I got to our session room in plenty of time to set things up, make sure the tech was working, watch the audience trickle in, chat with a couple of the customers that I knew fairly well… and wonder where my co-presenter was. Given that I’d prepped all of the content, I knew that I could deliver it solo if I had to, but I admit I was starting to have a mild freak out. A minute or so before the session was supposed to start, the facilitator asked what I wanted to do. I told her I’d start on time regardless of if he showed. About 30 seconds to go time, I heard his voice in the hallway. The huge wave of relief made me settle down in a way that likely wouldn’t have happened if he hadn’t pushed it to the last second. The way he tells this story, it was totally intentional. I’m not convinced he didn’t just lose track of time!
On being a Mentor…
Ever feel like you’re only in a position to learn from others, and there’s no way someone else would find value in learning from you? I mentioned Communitech’s women in tech mentorship program earlier. The criteria for mentors said something like “ 8–10 years of experience in your career.” I remember reading that and doing a double-take. I was right on the upper limit. I talked to a few trusted friends, telling them I was considering signing up, but wasn’t sure whether I should do it as mentor or mentee. All 3 of them replied immediately with something to the effect of “OF COURSE you should sign up as a mentor.” Huh.
I did — and over the course of the year, I learned how to ask questions to help my mentee work through the challenges she was facing. I also learned a lot about the things that she’s passionate about, gaining insight into a field that partially overlaps with mine.

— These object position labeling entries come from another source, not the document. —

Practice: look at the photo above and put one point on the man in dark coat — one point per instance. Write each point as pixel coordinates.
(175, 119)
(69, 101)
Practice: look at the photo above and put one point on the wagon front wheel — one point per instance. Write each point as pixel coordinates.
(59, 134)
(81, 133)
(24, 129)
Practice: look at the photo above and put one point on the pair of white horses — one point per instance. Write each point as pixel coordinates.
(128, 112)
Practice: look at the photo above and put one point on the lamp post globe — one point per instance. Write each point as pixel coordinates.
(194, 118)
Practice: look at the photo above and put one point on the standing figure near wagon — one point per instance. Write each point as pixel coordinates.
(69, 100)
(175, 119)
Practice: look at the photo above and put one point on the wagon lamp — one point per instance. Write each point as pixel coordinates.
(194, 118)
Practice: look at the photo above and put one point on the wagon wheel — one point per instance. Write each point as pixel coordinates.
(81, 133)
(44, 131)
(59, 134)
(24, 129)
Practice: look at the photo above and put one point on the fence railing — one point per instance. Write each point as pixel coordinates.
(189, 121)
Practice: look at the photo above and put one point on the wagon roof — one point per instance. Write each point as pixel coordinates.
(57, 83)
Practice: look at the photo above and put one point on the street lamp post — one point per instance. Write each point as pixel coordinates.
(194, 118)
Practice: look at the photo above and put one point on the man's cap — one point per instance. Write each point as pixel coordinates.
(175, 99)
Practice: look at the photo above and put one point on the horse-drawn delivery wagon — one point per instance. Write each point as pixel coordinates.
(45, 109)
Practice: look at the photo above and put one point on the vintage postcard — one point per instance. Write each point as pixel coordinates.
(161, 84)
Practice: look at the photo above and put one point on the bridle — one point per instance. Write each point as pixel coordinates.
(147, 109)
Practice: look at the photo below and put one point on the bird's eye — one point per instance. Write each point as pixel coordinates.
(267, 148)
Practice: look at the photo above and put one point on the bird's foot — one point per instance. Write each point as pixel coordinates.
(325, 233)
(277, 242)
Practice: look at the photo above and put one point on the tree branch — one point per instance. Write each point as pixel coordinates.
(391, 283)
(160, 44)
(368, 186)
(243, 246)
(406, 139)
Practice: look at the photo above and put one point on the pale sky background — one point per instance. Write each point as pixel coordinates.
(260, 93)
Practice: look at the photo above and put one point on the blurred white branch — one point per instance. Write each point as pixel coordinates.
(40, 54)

This January, I signed up as a mentor for the Technovation Challenge. I worked with a team of girls in grade 6, as they went through the process of identifying a problem in their community, learning how to code in MIT App Inventor, building paper prototypes and doing user testing, developing an app, making MVP-types of tradeoffs, and preparing a pitch and demo video. Seeing these girls develop their skills, while working through a real and important problem was SO cool and SO enriching.
Each of the panelists in the session at Shopify were asked about their experiences in being a mentor, and all of us had similar answers. Sara Stairs said that it’s a way for her to give back; to help others grow and develop. Shelly Deitner said, “It gives you a chance to look back on your own path and see how far you’ve come.”
Shelly’s comment made me realize that the thing I’m most grateful that I’ve learned through being a mentor is realizing just how much I have to give. Speaking of gratitude (and maintaining relationships), I’ve got a couple of lunches I need to go schedule!